As her former working studio, this location is where she made some of her most recognizably vibrant and bold artworks and this location may be lost forever for future generations.
While the building is currently occupied by a dry cleaning business, it is still remembered by Corita’s students, colleagues and enthusiasts as the location where she created many of her powerful artworks. Artworks that addressed issues of poverty, racism, war, and injustice with a distinct bold graphic style that continues to influence artists and advocates worldwide. Due to a private development, the building will be knocked over to make room for more parking, and ultimately scrubbed from Los Angeles history.
The historical designation of this building is a rare opportunity for the City of Los Angeles to recognize and preserve the vital history of a woman who shattered stereotypes and is now globally beloved as an artist and educator that taught a generation to lead with love. The Corita Art Center, located across the street from 5518 Franklin, has been working tirelessly around the clock to help save this historic location.
“The endeavor to Save Corita’s Studio is an important one, I believe it should give pause to the community with how we recognize, remember and celebrate the work of notable women in history, specifically women artists and their cultural contributions,” said Nellie Scott, Director of Corita Art Center. “Corita’s artwork and the work made in this space are significant. The building is where she created artwork that joyfully defied stereotypes and championed collective hope, artworks including - Get with Action, My People, and Power Up. These artworks hold historical relevance to not only Corita’s legacy in Los Angeles, but globally. Her studio and her legacy must be preserved for future generations.”

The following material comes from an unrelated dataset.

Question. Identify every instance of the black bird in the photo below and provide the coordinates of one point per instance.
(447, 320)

The community in opposition of paving over this historical landmark are specificall y asking that the building be designated under Historic Cultural Monument (HCM) status by the Cultural Heritage Commission (CHC). They are asking supporters to let Councilmember Mitch O’Farrell, the Los Angeles City Councilmember representing the 13th district know how important this building is and what it represents to Los Angeles culture.
Immediately upon hearing of the threat to Corita’s former art studio late this summer, the Corita Art Center put together a rapid response HCM application for the Cultural Heritage Commission. With the intention that a timely review of the building would be made. The rapid response application was accepted and now, through the Save Corita Studio efforts, will be on the CHC agenda for the October 15th CHC meeting as the building is still on the chopping block.

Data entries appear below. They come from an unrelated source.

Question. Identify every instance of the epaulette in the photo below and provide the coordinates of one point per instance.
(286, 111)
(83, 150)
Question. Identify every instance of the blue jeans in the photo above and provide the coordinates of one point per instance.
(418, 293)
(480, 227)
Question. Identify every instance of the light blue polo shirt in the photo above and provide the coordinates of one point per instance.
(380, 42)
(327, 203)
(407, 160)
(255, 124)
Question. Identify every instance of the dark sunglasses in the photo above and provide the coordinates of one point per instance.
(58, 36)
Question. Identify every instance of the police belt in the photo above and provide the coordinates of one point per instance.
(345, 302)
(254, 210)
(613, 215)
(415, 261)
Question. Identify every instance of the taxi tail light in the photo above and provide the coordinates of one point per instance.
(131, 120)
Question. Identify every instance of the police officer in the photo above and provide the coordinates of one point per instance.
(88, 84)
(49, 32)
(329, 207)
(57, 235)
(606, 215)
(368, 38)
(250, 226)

Advocates for this Los Angeles cultural landmark are urging the Cultural Heritage Commission to recommend the designation of 5518 Franklin Avenue and send the designation to the Los Angeles City Council to decide whether or not the building can ultimately be saved or face demolition. Just last year, the City and County of Los Angeles declared November 20th to be Corita Day in honor of her legacy thanks to the support of Councilmember David E. Ryu and Supervisor Mark Ridley-Thomas.
About the Corita Art Center:
The Corita Art Center maintains the largest and most comprehensive collection of work by iconic pop artist pioneer Corita Kent (1918-1986). The Center’s collection is composed of Corita’s artwork, photographs, ephemera, and other archival material that visitors won’t see anywhere else. The Corita Art Center is dedicated to preserving and promoting Corita’s artistic and educational legacy as well as her passion for social justice. Today, the Corita Art Center oversees image and merchandising rights, produces public programming, supports exhibition loans and serves as a resource for information about her life and work. The Corita Art Center is a project of the Immaculate Heart Community, celebrating its 50th anniversary in 2020.